Jupyter at NERSC: Reference¶
|Login Node||Login node||N/A||Culled after idling 16 hours|
|Shared GPU Node||1/4 GPU compute node: 1 GPU, 1/4 CPU cores & host memory||Default project||Duration of batch job|
|Exclusive CPU Node||1 CPU compute node||Default project||Duration of batch job|
|Exclusive GPU Node||1 GPU compute node: 4 GPUs, all CPU cores & host memory||Default project||Duration of batch job|
|Configurable||1-4 CPU or GPU compute nodes||User's discretion||Duration of batch job|
Using JupyterHub to spawn JupyterLab on a login node is the most common way that people use Jupyter at NERSC. These nodes are the same ones that you use when you connect to a NERSC supercomputer via SSH or NoMachine / NX. When you use JupyterLab on a login node, you have access to all the same resources you would have if you logged in those other ways. You can access the same file systems (NGF and
$SCRATCH platform storage). You can submit jobs to batch queues.
Use of JupyterLab on login nodes is subject to the same kinds of resource limits as are enforced for users logging in via SSH because the login nodes are shared by many users at the same time. JupyterLab servers that are idle for a long time are shut down automatically.
Running JupyterLab on a login node is a good option for debugging, lightweight interactive data exploration and analysis, or as a platform from which to launch and manage more complex workflows. On the other hand, it should not be used for large-scale parallel compute or long-running computations.
Compute Nodes, Shared or Exclusive¶
If you use JupyterHub to spawn JupyterLab on a compute node, it will run in a batch job allocated by Slurm. When you use JupyterLab on a compute node, you have access to all the same resources you would have if you ran an interactive job. You can access the same file systems (NGF and
$SCRATCH platform storage) and interact with Slurm.

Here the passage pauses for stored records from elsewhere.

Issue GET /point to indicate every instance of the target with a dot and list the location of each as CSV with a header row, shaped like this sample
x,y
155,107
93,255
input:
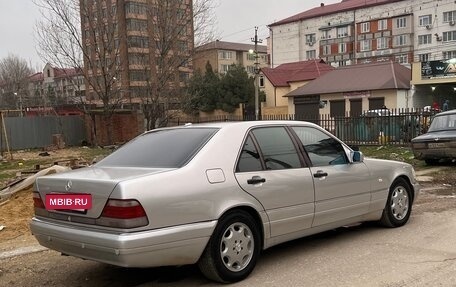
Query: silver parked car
x,y
439,143
217,195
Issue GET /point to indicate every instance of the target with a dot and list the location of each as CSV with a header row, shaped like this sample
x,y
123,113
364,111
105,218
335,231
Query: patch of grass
x,y
391,152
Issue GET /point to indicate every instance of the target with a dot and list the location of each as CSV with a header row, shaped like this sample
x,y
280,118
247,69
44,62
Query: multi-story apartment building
x,y
417,33
345,33
142,43
221,55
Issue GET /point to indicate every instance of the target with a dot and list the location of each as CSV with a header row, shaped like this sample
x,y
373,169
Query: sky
x,y
236,20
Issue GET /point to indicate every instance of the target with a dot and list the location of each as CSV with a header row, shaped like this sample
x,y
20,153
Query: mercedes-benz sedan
x,y
217,195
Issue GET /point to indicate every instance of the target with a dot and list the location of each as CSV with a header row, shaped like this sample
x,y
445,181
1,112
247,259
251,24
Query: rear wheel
x,y
431,161
399,204
233,249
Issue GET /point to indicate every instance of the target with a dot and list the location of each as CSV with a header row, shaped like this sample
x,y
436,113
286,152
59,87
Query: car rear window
x,y
444,122
171,148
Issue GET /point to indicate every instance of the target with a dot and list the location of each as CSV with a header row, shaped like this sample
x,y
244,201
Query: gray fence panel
x,y
36,132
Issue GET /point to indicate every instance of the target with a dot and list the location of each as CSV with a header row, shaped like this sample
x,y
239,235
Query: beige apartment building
x,y
135,46
221,55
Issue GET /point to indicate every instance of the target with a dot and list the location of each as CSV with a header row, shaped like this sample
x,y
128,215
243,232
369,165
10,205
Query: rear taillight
x,y
123,213
37,202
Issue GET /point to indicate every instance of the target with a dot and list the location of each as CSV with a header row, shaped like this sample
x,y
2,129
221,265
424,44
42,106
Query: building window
x,y
136,25
425,20
261,80
365,45
138,42
449,16
310,38
424,39
342,63
365,27
449,36
138,76
225,55
342,32
310,55
327,50
382,43
382,24
250,69
250,56
342,48
401,22
449,54
424,57
135,8
224,68
400,40
326,34
402,59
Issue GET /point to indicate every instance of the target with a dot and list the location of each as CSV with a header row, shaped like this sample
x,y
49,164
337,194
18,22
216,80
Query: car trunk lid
x,y
98,182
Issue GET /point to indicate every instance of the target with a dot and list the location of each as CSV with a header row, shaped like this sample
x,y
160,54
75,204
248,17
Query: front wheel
x,y
233,249
399,204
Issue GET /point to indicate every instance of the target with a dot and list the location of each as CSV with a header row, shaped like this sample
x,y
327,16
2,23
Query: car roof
x,y
241,124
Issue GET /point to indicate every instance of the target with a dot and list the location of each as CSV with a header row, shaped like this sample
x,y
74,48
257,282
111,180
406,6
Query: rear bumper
x,y
177,245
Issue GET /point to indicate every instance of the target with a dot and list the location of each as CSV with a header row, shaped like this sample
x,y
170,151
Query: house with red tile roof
x,y
353,89
279,81
56,87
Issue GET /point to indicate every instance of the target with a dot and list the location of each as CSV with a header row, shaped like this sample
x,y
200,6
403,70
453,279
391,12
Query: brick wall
x,y
125,126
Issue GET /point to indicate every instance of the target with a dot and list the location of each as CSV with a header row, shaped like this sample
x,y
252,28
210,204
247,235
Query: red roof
x,y
361,77
284,74
322,10
36,77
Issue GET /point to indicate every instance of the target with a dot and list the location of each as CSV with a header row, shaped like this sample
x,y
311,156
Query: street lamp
x,y
255,40
20,102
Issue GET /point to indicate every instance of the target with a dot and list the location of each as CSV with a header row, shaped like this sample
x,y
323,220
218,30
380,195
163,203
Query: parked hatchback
x,y
217,195
439,143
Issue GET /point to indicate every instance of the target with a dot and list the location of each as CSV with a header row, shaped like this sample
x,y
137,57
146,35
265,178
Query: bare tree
x,y
173,29
81,34
14,73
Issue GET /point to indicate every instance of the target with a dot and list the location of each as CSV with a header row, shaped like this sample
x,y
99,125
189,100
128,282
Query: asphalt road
x,y
422,253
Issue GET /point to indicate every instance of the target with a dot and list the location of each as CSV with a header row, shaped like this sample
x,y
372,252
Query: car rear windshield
x,y
171,148
441,123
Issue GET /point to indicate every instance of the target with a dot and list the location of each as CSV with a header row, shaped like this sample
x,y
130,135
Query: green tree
x,y
235,88
204,90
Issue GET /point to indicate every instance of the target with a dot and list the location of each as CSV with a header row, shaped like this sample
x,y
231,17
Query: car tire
x,y
233,250
431,161
399,204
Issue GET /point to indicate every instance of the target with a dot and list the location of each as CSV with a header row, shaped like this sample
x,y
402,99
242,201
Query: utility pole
x,y
257,72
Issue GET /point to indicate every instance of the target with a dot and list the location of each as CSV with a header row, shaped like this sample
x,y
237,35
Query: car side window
x,y
277,148
321,148
250,158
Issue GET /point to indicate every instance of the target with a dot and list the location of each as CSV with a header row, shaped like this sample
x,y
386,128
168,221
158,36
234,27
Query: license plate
x,y
80,202
436,145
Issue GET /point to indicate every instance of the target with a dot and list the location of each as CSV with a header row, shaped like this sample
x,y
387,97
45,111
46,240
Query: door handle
x,y
256,180
320,174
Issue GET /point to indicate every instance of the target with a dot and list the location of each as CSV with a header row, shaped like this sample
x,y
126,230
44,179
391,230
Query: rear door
x,y
342,189
271,169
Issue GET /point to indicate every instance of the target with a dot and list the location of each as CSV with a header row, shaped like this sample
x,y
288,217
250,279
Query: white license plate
x,y
436,145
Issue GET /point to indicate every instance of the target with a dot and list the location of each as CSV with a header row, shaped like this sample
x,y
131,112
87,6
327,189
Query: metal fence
x,y
37,132
396,127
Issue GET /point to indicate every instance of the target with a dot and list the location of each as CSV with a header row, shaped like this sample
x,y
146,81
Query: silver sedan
x,y
217,195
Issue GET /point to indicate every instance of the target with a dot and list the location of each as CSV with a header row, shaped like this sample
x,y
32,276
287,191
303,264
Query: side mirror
x,y
357,156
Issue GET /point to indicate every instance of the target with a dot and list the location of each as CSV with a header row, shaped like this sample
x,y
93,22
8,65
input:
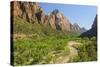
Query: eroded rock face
x,y
25,10
32,12
93,31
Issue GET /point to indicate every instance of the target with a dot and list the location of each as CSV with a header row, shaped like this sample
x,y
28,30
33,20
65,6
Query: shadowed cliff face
x,y
93,31
33,13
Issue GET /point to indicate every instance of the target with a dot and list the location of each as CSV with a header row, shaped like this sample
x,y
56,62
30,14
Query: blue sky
x,y
81,14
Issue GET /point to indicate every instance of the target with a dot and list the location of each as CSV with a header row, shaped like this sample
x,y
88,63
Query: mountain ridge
x,y
32,12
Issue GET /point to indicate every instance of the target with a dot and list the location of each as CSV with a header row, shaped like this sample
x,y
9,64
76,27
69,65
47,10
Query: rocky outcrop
x,y
93,31
25,10
33,13
58,21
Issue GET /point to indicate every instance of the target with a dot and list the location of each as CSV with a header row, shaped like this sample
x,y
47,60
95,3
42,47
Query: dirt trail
x,y
73,52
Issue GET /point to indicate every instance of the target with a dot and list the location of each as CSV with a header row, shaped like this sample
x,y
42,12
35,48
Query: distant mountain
x,y
33,13
93,31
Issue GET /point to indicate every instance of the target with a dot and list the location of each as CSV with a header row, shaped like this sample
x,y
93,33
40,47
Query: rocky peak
x,y
32,12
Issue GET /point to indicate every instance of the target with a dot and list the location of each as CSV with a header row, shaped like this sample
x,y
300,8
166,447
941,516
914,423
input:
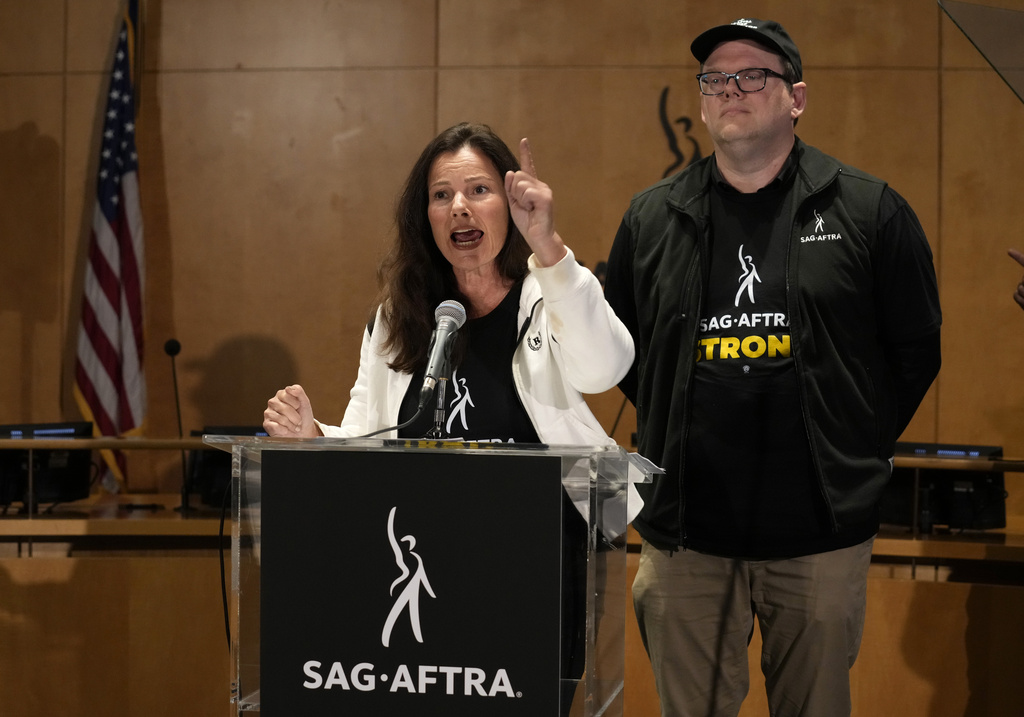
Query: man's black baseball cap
x,y
763,32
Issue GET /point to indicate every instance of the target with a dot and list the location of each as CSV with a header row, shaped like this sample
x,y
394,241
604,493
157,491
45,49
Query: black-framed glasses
x,y
750,80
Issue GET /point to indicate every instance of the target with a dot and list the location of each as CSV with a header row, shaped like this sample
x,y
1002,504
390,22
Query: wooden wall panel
x,y
32,269
980,393
268,34
867,33
32,36
113,636
92,34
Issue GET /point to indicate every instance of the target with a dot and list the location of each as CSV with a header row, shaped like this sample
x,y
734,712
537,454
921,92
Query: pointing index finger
x,y
526,158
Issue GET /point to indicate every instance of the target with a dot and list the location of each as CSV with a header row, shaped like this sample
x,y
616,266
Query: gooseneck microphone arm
x,y
172,347
450,317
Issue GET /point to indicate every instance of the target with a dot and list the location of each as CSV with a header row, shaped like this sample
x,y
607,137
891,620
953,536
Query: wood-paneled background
x,y
273,138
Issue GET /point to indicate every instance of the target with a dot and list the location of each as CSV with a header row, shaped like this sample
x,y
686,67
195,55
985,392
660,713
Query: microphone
x,y
450,317
173,347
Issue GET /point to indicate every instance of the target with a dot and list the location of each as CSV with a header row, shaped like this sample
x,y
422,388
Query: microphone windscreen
x,y
453,309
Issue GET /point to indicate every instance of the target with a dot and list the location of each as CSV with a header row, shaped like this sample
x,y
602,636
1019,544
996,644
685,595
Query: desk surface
x,y
121,514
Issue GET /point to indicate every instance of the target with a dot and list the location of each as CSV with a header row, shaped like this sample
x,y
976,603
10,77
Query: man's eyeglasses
x,y
750,80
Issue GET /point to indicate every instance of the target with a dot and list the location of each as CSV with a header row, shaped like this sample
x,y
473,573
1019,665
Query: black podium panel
x,y
410,584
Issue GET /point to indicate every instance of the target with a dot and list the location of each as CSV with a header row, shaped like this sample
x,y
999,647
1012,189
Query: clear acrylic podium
x,y
427,578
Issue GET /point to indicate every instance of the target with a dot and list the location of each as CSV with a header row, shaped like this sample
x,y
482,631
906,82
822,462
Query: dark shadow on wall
x,y
984,658
32,265
238,379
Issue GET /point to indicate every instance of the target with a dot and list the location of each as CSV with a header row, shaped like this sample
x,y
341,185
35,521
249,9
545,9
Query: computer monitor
x,y
209,471
57,475
947,499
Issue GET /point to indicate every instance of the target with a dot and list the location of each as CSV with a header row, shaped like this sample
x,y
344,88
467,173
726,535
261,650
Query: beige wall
x,y
273,137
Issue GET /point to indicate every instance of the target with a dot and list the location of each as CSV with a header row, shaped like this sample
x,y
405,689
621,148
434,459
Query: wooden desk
x,y
114,612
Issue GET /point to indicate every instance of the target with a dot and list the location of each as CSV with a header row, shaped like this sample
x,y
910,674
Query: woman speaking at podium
x,y
476,226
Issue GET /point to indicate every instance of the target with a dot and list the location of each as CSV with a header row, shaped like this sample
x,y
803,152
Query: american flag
x,y
110,384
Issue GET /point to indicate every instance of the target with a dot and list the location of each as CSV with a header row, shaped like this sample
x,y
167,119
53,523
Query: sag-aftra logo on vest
x,y
819,234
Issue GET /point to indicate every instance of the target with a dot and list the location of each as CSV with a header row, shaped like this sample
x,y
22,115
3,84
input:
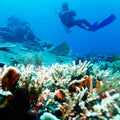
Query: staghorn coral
x,y
67,92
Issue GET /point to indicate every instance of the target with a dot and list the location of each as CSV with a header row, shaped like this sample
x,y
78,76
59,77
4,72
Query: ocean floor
x,y
40,85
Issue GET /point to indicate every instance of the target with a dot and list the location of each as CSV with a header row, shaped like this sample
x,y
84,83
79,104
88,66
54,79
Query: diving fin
x,y
105,22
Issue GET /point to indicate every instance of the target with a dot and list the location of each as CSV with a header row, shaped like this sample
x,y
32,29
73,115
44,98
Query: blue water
x,y
45,23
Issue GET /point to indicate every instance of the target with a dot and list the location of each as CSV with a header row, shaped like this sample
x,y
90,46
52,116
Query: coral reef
x,y
70,91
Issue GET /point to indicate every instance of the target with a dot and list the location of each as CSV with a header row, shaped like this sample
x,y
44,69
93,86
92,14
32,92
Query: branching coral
x,y
67,91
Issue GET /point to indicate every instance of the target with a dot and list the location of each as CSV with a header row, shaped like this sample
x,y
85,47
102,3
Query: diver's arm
x,y
66,28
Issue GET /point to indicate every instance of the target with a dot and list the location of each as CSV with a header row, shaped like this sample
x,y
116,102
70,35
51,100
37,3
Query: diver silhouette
x,y
67,17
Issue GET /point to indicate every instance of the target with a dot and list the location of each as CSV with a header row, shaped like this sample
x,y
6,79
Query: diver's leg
x,y
82,23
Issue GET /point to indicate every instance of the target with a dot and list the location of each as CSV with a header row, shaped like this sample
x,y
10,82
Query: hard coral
x,y
9,78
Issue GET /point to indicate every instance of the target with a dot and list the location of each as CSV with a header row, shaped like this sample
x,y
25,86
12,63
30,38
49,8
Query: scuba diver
x,y
67,15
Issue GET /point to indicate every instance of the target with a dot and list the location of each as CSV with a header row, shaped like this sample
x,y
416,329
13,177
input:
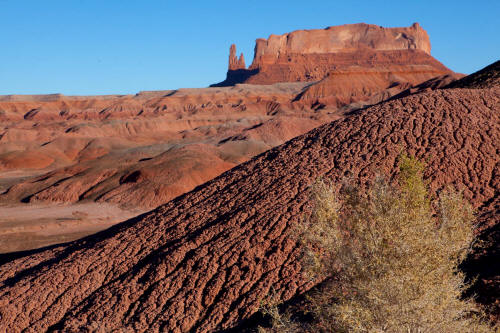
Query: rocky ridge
x,y
204,261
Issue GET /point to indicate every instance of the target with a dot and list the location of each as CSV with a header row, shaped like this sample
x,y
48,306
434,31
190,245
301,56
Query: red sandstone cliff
x,y
310,55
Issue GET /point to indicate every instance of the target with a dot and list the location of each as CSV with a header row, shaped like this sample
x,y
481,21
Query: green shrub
x,y
389,258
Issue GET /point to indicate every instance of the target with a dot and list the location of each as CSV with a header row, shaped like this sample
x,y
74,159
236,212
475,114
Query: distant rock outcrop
x,y
234,62
309,55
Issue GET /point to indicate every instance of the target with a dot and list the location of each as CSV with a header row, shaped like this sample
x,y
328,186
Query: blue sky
x,y
82,47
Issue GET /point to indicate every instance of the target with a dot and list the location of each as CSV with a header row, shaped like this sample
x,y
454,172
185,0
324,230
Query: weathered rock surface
x,y
485,78
203,261
234,62
310,55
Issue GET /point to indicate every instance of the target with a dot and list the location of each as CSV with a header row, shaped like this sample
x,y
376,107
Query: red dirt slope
x,y
203,261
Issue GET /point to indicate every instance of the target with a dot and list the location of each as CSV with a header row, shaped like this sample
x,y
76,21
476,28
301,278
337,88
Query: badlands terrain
x,y
79,157
219,241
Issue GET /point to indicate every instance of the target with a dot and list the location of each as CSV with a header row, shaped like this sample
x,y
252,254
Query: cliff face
x,y
310,55
234,62
338,39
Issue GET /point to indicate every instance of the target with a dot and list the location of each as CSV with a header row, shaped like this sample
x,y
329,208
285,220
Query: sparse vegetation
x,y
388,259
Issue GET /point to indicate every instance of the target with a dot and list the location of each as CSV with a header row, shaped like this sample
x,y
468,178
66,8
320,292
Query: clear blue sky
x,y
83,47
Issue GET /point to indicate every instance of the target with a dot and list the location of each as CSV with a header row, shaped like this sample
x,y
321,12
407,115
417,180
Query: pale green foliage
x,y
389,264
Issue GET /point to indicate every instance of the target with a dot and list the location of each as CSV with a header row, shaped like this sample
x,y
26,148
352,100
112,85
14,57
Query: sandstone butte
x,y
204,261
310,55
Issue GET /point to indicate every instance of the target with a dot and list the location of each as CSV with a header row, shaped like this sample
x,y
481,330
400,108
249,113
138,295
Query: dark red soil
x,y
204,261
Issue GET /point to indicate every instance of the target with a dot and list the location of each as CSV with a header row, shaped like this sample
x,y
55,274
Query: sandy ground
x,y
26,226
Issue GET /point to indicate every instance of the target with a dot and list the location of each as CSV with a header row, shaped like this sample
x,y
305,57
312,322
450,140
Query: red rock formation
x,y
234,62
309,55
205,261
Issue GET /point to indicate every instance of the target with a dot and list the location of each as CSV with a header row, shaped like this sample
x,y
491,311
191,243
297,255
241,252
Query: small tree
x,y
389,265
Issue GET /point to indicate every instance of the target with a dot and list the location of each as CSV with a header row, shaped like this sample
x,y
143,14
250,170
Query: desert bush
x,y
388,257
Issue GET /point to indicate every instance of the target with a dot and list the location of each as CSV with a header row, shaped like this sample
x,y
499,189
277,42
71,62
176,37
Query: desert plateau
x,y
177,210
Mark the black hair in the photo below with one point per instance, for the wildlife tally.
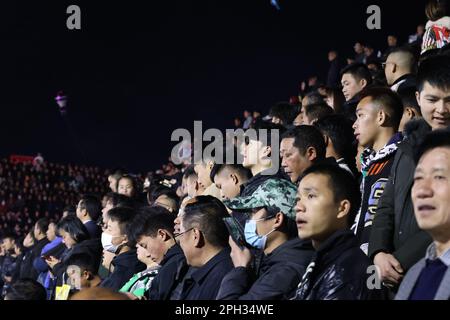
(244, 173)
(387, 100)
(305, 137)
(318, 110)
(83, 260)
(148, 221)
(359, 71)
(313, 98)
(74, 227)
(436, 71)
(343, 185)
(26, 289)
(189, 172)
(42, 224)
(206, 213)
(435, 139)
(123, 216)
(408, 96)
(338, 128)
(285, 112)
(93, 206)
(269, 127)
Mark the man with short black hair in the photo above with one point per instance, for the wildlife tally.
(327, 201)
(397, 242)
(429, 278)
(376, 129)
(399, 69)
(354, 78)
(300, 147)
(203, 238)
(229, 178)
(89, 209)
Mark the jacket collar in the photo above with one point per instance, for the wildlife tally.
(199, 275)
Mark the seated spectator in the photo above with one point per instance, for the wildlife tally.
(203, 238)
(335, 99)
(76, 239)
(283, 113)
(376, 128)
(229, 179)
(339, 140)
(354, 78)
(128, 186)
(26, 289)
(299, 148)
(88, 211)
(313, 112)
(271, 230)
(411, 109)
(152, 230)
(428, 279)
(397, 242)
(258, 158)
(115, 241)
(399, 69)
(327, 201)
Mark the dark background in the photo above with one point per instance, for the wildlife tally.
(136, 71)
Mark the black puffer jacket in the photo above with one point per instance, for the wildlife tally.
(395, 228)
(277, 278)
(338, 271)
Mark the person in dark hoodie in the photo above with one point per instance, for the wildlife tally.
(76, 239)
(378, 115)
(354, 78)
(115, 241)
(327, 201)
(153, 230)
(396, 242)
(272, 230)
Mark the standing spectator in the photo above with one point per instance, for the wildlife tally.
(328, 199)
(437, 29)
(429, 278)
(376, 128)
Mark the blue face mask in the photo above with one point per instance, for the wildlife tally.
(252, 237)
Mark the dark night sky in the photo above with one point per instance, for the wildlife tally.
(137, 71)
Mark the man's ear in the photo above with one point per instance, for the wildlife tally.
(344, 209)
(311, 153)
(363, 83)
(279, 218)
(235, 178)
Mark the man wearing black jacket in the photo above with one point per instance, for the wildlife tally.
(396, 241)
(274, 233)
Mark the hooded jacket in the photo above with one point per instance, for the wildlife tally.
(277, 278)
(338, 271)
(395, 228)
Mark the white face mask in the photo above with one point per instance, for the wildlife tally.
(107, 243)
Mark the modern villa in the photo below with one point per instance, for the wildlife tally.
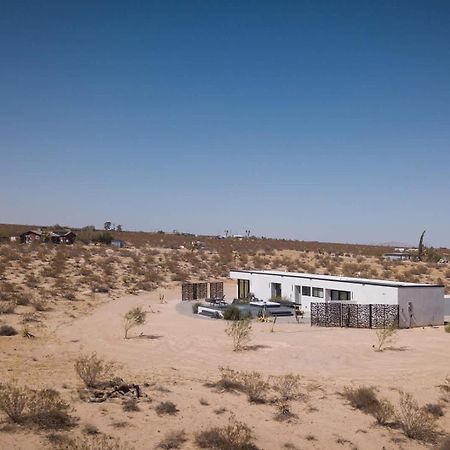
(418, 304)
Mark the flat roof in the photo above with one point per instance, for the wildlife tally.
(313, 276)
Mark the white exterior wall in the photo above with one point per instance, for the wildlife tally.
(260, 285)
(427, 302)
(427, 306)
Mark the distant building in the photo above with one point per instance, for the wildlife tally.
(63, 237)
(399, 256)
(117, 243)
(31, 236)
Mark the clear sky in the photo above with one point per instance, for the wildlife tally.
(305, 119)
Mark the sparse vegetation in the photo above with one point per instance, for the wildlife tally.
(173, 440)
(240, 332)
(385, 336)
(166, 408)
(93, 370)
(133, 318)
(234, 436)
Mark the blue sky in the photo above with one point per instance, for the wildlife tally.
(310, 120)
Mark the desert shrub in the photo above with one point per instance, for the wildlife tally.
(90, 429)
(385, 336)
(7, 330)
(234, 436)
(13, 401)
(254, 385)
(7, 307)
(287, 388)
(130, 405)
(434, 409)
(92, 370)
(240, 332)
(168, 408)
(362, 397)
(173, 440)
(232, 313)
(444, 444)
(383, 411)
(134, 317)
(48, 410)
(415, 422)
(91, 443)
(230, 380)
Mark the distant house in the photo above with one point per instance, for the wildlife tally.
(399, 256)
(117, 243)
(63, 237)
(31, 236)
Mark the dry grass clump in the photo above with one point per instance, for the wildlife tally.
(166, 408)
(240, 331)
(91, 443)
(365, 399)
(234, 436)
(93, 370)
(385, 336)
(287, 388)
(134, 317)
(130, 405)
(173, 440)
(44, 408)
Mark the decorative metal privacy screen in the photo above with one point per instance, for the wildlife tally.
(338, 314)
(216, 290)
(197, 291)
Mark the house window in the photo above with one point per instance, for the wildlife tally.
(306, 290)
(243, 288)
(317, 292)
(340, 295)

You may need to wait a few minutes for resources to become available for running your JupyterLab job. If resources are not allocated within 10 minutes of your request, it is canceled by JupyterHub and you can try again. JupyterLab servers at NERSC that run in the batch queues have a large priority boost and can preempt jobs in preemptable queues if necessary to get resources. If the system is busy or the preemptable workload is shallow, it becomes harder to provide resources for JupyterLab on compute nodes. We track the rate at which requests for resources for JupyterLab jobs fail and adjust queue policy or preemption incentives to mitigate spawn failures.
Jobs submitted to GPU compute nodes may be shared or allocated exclusively. CPU nodes are exclusive-use only. For instance, a shared GPU node JupyterLab server will be allocated one GPU and a corresponding fraction of CPUs and memory on the node (e.g. 1 GPU out of 4, 1/4 of all the CPU cores, 1/4 of all the host memory). Other user jobs may be running on the same node in this case. A user allocated a node exclusively has access to all the hardware on the node. Shared node jobs are more economical for users who don't need all the resources on a compute node but need more steady access to hardware resources than they can get on login nodes. The trade-offs to using the compute nodes are:
- Your JupyterLab server shuts down at the end of the batch job; on a login node it is more persistent.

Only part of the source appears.